I have the concrete solution that can be implemented now.
It’s not hard or terribly clever, but most won’t think of it because they are still monkey’s living in Darwin’s soup. In other words, it’s is human nature itself, motivations, that stand in the way of people seeing the solution. It’s not a technical issue, realky. I mean, there are minor technical issues along the way, but none of them are hard.
What’s hard, as you can see, is getting people to see the solution and then act. Denial is the most powerful factor in human psychology. People have been, and continue to, deny how far and how fast we’ve come so far. They deny even what’s right before their eyes, ChatGPT. And they’ll continue to deny it right up until AGI—and then ASI—emerges and takes over the world.
There’s a chance that we don’t even have to solve the alignment problem, but it’s like a coin flip. AGI may or may not be beneficent, it may or may not destroy us or usher us into a new Golden Age. Take your chances, get your lottery ticket.

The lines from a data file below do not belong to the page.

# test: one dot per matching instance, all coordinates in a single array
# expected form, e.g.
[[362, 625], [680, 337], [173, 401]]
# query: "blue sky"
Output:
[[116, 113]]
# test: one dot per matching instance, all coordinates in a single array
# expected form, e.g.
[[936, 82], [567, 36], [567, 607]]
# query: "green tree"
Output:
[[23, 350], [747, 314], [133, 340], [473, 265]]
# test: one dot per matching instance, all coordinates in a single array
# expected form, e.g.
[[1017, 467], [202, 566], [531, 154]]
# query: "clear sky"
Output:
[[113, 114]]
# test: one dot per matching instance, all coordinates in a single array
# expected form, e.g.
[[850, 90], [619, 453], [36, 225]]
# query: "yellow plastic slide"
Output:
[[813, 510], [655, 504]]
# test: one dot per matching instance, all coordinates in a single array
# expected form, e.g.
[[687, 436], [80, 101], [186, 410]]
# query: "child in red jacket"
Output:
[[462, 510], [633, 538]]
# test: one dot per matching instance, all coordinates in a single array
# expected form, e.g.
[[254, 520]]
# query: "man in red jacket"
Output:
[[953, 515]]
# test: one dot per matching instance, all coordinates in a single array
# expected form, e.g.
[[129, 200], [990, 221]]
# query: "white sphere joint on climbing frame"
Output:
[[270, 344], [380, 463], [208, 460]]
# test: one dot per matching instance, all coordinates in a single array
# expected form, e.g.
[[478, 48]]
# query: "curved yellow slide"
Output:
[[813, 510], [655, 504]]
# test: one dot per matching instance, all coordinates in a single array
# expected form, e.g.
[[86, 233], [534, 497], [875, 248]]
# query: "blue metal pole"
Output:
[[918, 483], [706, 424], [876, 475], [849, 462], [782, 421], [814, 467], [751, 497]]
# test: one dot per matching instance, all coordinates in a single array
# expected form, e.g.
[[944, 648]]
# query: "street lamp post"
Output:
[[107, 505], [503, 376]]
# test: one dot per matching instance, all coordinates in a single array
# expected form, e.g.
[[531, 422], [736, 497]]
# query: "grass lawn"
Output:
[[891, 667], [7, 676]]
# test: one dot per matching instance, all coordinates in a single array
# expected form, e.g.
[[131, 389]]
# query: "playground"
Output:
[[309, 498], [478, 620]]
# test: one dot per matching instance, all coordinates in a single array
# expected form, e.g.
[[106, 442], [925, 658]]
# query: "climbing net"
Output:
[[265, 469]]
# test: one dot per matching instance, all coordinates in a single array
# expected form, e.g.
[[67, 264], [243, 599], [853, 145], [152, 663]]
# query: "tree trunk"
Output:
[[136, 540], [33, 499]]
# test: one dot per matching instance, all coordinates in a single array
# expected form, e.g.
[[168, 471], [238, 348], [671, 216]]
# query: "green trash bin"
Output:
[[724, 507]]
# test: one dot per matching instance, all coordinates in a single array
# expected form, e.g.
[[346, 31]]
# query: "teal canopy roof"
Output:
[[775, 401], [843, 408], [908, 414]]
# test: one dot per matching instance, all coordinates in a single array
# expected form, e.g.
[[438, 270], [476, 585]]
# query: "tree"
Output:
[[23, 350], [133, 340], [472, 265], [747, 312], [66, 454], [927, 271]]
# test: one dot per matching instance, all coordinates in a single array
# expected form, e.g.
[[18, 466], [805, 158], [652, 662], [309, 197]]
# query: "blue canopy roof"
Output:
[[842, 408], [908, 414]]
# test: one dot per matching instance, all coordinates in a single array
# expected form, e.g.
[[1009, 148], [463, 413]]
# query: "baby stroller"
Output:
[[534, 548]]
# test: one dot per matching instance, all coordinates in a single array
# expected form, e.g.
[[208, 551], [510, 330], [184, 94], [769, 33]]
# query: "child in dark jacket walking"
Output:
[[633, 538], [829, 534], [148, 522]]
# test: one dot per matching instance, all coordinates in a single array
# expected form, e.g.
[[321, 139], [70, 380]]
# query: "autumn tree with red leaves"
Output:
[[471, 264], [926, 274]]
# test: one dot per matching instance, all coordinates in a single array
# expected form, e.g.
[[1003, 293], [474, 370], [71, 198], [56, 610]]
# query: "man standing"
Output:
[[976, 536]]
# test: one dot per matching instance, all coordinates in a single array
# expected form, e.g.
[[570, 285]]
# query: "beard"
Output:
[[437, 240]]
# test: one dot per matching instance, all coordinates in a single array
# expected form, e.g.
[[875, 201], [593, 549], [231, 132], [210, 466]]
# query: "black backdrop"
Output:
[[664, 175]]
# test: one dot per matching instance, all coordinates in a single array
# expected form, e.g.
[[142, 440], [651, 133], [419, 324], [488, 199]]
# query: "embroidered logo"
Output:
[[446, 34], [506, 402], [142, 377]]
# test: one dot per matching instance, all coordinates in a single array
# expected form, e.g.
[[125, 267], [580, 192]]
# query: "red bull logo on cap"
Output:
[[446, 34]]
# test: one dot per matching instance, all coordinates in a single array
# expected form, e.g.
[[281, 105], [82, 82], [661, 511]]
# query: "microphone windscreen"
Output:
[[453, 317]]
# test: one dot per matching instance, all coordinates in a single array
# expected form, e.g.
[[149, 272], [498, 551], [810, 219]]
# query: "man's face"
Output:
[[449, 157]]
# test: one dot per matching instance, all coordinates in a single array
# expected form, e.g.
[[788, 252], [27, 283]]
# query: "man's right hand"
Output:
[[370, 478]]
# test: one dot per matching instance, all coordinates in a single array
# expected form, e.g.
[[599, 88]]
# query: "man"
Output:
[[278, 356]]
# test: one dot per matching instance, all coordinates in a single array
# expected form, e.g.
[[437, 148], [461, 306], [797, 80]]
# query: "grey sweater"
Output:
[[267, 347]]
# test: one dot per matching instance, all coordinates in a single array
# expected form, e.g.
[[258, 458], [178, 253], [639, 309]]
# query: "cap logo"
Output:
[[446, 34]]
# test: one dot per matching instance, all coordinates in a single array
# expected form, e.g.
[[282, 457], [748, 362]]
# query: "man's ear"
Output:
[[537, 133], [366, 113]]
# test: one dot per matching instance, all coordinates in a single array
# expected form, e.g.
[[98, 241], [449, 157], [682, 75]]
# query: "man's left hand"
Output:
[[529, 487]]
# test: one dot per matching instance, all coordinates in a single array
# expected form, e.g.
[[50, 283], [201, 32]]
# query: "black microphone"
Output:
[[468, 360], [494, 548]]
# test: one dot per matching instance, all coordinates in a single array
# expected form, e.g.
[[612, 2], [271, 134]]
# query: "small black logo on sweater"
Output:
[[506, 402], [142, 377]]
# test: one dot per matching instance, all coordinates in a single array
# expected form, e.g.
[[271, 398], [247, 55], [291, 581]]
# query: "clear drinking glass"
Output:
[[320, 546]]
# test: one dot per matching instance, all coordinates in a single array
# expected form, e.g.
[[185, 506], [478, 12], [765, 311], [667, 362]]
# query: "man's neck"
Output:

What I know how to do is turn that coin flip into something like a 99.99% chance that AGI will help us rather than hurt us. It’s not a gaurantee because nothing is, it’s just the best possible solution and years ahead of anything anyone has thought of thus far.
I want to live to transcend biology, and I need something before AGI gets here. I’m willing to trade my solution for that which I need. If I don’t get it, then it doesn’t matter to me whether humanity is destroyed or saved. You got about a 50⁄50 chance at this point.
Good luck.
If you really have insight that could save all of humanity, it seems like you’d want to share it in time to be of use instead of trying to personally benefit from it. You’d get intellectual credit, and if we get this right we can quit competing like a bunch of monkeys and all live well. I’ve forgone sharing my best ideas and credit for them since they’re on capabilities. So: pretty please?